Enhance Recovery – Researchers have concluded that creatine reduced muscle cell damage and inflammation following exhaustive exercises and that it was effective at doing this in both strength and endurance athletes.
Enhanced ability for high-intensity work – It aids in the release of ATP so your muscles have more energy under heavy loads.
Enhanced Brain Function – Studies have shown that creatine can improve short-term memory as well as performance under time constraints.
Helps depression – Studies show that creatine is a significant help when taken with an antidepressant to fight depression. Study found here.

Main Types of Creatine

Creatine Monohydrate

Creatine Monohydrate is the by far the most studied form of creatine, one of the most popular, and it is usually the least expensive. It actually gets its name from having one molecule of water bound to each molecule of creatine. It was the German Olympic lifting teams that originally started using creatine monohydrate (among other things).

Creatine HCL

Creatine HCL has become another one of the more popular forms of creatine today. The main advantage of this one over the others is that it is more soluble than the others and uses a much smaller dose. This can help with any intestinal problems some people may have with creatine monohydrate.

Creatine Malate

Creatine Malate comes in two forms, di or tri which refers to the number of creatine molecules that are attached to the Malate. Some believe that this can boost ATP, because of how quickly it can dissolve in water. This one is another one that can be good for people who have trouble digesting creatine monohydrate. Recommended dosing is usually the same as it is with creatine monohydrate as well.

Creatine Citrate

Creatine Citrate is a creatine is that it uses citric acid instead of malic acid for the bonding. Some researchers believed that doing so would provide greater muscular energy. This was found later to not to be the case. Creatine Citrate has been shown to be only 40% creatine. Making it not the best choice for creatine delivery.


Creatine Kre Alklyn

This form of creatine is made at a higher ph and has been patented by the manufacturer. The reason for the higher ph was to make it more easily absorbed by the body. This, however, has never really been proven. This form of creatine is most likely going to be in pill form.

Creatine Anhydrous

Creatine anhydrous is creatine monohydrate with the water molecule removed.
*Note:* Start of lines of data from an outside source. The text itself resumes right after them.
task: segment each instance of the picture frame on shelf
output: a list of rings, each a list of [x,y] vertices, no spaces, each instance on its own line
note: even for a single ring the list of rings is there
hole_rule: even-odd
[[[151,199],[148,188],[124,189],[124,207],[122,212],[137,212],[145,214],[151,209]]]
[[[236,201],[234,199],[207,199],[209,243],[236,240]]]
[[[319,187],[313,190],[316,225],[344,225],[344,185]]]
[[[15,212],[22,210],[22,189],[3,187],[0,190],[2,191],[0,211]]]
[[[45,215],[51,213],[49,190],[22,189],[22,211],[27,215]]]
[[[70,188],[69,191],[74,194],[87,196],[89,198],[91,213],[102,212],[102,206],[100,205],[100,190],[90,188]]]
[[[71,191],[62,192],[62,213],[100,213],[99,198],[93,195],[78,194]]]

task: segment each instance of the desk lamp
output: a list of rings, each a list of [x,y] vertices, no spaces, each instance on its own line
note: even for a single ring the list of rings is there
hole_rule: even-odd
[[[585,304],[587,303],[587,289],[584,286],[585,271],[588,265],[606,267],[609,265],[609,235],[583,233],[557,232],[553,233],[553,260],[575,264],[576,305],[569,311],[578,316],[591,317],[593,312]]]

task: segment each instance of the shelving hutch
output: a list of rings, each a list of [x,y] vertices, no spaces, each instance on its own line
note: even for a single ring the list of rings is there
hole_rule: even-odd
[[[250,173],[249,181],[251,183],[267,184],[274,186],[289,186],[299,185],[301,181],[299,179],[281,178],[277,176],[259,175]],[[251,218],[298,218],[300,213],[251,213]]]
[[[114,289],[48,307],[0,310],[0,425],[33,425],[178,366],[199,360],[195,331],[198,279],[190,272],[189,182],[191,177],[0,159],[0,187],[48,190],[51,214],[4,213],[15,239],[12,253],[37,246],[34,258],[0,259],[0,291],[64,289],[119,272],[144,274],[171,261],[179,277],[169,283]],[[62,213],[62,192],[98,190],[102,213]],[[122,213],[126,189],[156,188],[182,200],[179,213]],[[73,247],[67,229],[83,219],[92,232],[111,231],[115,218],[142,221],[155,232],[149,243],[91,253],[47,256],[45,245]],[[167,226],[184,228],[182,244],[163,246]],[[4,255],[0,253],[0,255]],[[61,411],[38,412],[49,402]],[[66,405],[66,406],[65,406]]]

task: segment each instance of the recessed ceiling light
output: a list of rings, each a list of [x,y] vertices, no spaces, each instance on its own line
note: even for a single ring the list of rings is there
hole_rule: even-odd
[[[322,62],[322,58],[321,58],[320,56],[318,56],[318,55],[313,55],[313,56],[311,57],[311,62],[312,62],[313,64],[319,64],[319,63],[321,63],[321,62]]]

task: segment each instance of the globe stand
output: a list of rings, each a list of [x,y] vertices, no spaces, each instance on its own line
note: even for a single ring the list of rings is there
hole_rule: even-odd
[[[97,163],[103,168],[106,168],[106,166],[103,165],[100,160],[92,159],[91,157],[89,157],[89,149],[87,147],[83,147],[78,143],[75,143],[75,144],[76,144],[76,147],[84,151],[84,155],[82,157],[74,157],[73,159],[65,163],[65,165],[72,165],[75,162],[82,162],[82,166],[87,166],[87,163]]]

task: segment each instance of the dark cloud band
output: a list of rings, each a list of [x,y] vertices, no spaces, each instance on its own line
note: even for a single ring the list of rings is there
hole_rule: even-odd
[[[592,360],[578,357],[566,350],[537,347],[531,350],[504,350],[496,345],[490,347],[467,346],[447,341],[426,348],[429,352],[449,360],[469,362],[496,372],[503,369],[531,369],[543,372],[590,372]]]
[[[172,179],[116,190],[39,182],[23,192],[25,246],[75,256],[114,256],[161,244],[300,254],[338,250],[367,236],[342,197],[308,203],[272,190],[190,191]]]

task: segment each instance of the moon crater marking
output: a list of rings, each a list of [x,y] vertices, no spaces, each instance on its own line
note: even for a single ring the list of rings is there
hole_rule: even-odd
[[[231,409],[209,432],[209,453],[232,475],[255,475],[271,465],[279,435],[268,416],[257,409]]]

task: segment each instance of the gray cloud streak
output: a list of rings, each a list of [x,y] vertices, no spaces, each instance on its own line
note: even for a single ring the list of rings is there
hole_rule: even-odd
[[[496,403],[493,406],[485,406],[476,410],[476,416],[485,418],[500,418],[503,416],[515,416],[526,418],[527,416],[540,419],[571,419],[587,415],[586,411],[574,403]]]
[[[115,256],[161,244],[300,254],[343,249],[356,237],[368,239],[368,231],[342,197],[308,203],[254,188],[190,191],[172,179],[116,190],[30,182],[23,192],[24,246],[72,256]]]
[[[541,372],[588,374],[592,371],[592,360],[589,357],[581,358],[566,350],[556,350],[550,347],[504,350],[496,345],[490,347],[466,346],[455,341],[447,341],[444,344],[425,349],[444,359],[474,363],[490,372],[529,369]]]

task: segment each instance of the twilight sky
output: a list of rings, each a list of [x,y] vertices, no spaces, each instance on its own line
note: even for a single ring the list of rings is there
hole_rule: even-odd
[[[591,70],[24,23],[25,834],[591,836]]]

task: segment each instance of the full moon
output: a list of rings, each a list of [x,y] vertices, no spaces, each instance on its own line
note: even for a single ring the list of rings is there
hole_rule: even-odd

It provides slightly more creatine per gram than Creatine Monohydrate but has never really been shown to be more effective.

Liquid Creatine

This one is a creatine that is suspended in some kind of liquid. It has been shown to be ineffective because over time it will turn to creatinine which, although the name sounds similar to creatine, doesn’t work. Creatine needs to be in powder or pill form to work effectively.

Micronized Creatine

Micronizing creatine is a fancy way of saying they have made the particles smaller. By making the particles smaller it increases the surface area and can make for better absorption.

Creatine

When to take creatine?

There are a few schools of thought on when to take creatine. Either before a workout, after a workout or whenever during the day. Research shows that the “take it whenever” group is wrong. The best time is either before or after your workout with research giving a slight edge to post workout, but that isn’t 100% conclusive.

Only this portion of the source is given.